After downloading and uploading the paper PDF to Google Colab, execute the following code:
import glob, os
import torch
from PIL import Image
from colpali_engine.models import ColQwen2, ColQwen2Processor
device = "cuda:0" if torch.cuda.is_available() else "cpu"
print(f"cuda available: {torch.cuda.is_available()}")
model = ColQwen2.from_pretrained(
"vidore/colqwen2-v0.1",
torch_dtype=torch.bfloat16,
device_map=device, # or "mps" if on Apple Silicon
).eval()
processor = ColQwen2Processor.from_pretrained("vidore/colqwen2-v0.1")
# Your inputs
images = [Image.open(filepath) for filepath in glob.glob(os.path.join(output_dir, "*.png"))]
queries = [
"What is the architecture of ColPali?",
"How does it differ from previous studies?",
]
# Process the inputs
batch_images = processor.process_images(images).to(model.device)
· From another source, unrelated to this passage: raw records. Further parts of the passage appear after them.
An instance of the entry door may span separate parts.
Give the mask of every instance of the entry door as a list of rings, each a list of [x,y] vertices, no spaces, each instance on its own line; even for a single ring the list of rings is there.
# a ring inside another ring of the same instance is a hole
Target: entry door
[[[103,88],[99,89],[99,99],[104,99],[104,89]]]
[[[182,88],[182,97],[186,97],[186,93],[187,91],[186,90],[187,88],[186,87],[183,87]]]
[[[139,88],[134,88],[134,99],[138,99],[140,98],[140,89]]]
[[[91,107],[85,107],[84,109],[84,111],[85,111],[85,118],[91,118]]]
batch_queries = processor.process_queries(queries).to(model.device)
# Forward pass
batch_size = 1 # Reduced batch size to 1
image_embeddings = []
for i in range(0, len(images), batch_size):
batch = images[i : i + batch_size]
resized_batch = [img.resize((512, 512)) for img in batch] # Resize before processing
batch_images = processor.process_images(resized_batch).to(model.device)
with torch.no_grad():
embeddings = model(**batch_images)
image_embeddings.extend(embeddings)
with torch.no_grad():
query_embeddings = model(**batch_queries)
image_embeddings = torch.stack(image_embeddings)
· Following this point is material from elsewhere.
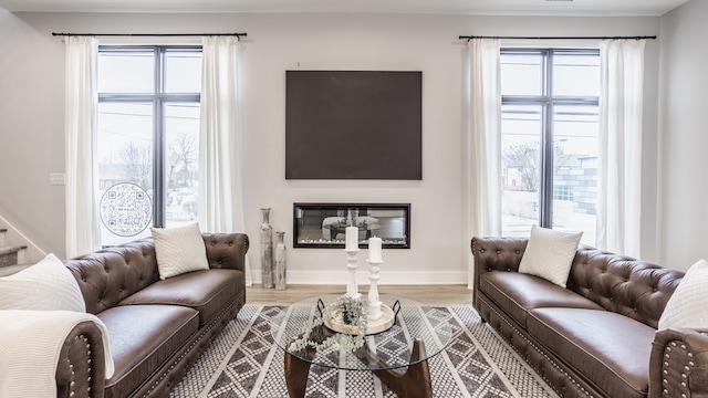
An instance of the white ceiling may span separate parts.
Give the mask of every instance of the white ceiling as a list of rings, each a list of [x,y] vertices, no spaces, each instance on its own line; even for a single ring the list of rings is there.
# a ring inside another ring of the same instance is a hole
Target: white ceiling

scores = processor.score_multi_vector(query_embeddings, image_embeddings)
print(scores)
The scores are returned as a list (matrix):
tensor([[13.2500, 8.4375, 11.3750, 11.1875, 13.8125, 12.0000, 8.3125, 9.0000,
10.4375, 8.7500, 10.4375, 11.6250, 7.8438, 7.4375, 9.9375, 8.0625,
7.5000, 10.9375, 9.7500, 7.8750],
[ 8.3750, 7.5000, 9.6250, 8.3125, 7.5625, 8.1250, 7.9688, 8.4375,
8.5000, 9.0625, 7.7812, 8.3125, 7.5000, 7.9062, 8.6875, 7.9688,
7.9062, 7.9688, 8.7500, 7.5000]])
Visualizing Scores
Let’s visualize the scores:
import matplotlib.pyplot as plt
import seaborn as sns
import pandas as pd
import numpy as np
scores_df = pd.DataFrame(scores.cpu().numpy(), columns=[f'Image {i+1}' for i in range(scores.shape[1])]).T
scores_df.index.name = 'Images'
# Create two separate bar plots side-by-side
plt.figure(figsize=(12, 6))
# First bar plot
plt.subplot(1, 2, 1)
sns.barplot(x=scores_df.index, y=scores_df[0], color="skyblue")
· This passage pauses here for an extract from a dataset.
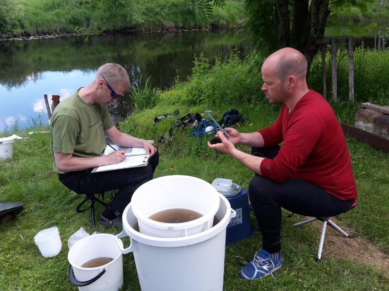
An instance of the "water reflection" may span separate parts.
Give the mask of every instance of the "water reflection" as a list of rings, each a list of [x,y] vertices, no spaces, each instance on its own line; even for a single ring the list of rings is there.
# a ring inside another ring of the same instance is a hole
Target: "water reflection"
[[[236,48],[244,57],[251,49],[243,32],[197,31],[166,33],[116,33],[90,36],[0,43],[0,132],[17,123],[32,125],[38,116],[47,120],[44,94],[64,98],[92,80],[97,69],[107,62],[120,64],[139,82],[151,76],[150,84],[170,87],[177,75],[191,73],[193,55],[203,52],[213,59],[229,55]],[[115,120],[130,111],[127,95],[109,107]]]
plt.title("Query: " + queries[0])
plt.xticks(rotation=45, ha="right")
plt.ylabel('Score')
# Second bar plot
plt.subplot(1, 2, 2)
sns.barplot(x=scores_df.index, y=scores_df[1], color="lightcoral")
plt.title("Query: " + queries[1])
plt.xticks(rotation=45, ha="right")
plt.ylabel('Score')
plt.tight_layout()
plt.show()
Inspecting the Top Results
Let’s check the top 2 results:
for query, high_idx in zip(queries, highest_score_indices.tolist()):
print(f"{query}: {high_idx}")
# Display the image
image_path = os.path.join(output_dir, f"page_{high_idx+1}.png")
display(Image.open(image_path))
Query 1: What is the architecture of ColPali?
Top 2 results:
1st: Page 5
2nd: Page 1
The Page 5 with the highest relevance includes the word “Architecture.” However, the architecture diagram on page 2 received a lower score.
Query 2: How does it differ from previous studies?
Top 2 results:
1st: Page 3
2nd: Page 10
Page 3 has contents of “Related Work,” but the start of the related work section on page 2 scored lower. Page 10, which includes references, scored higher, as expected.
Conclusion
We tested image search using ColQwen2. Searching entire PDF pages proved challenging; for practical use, extracting figures as standalone images might improve results.
To extract text, images, and tables more effectively from PDFs, consider tools like pymupdf2llm.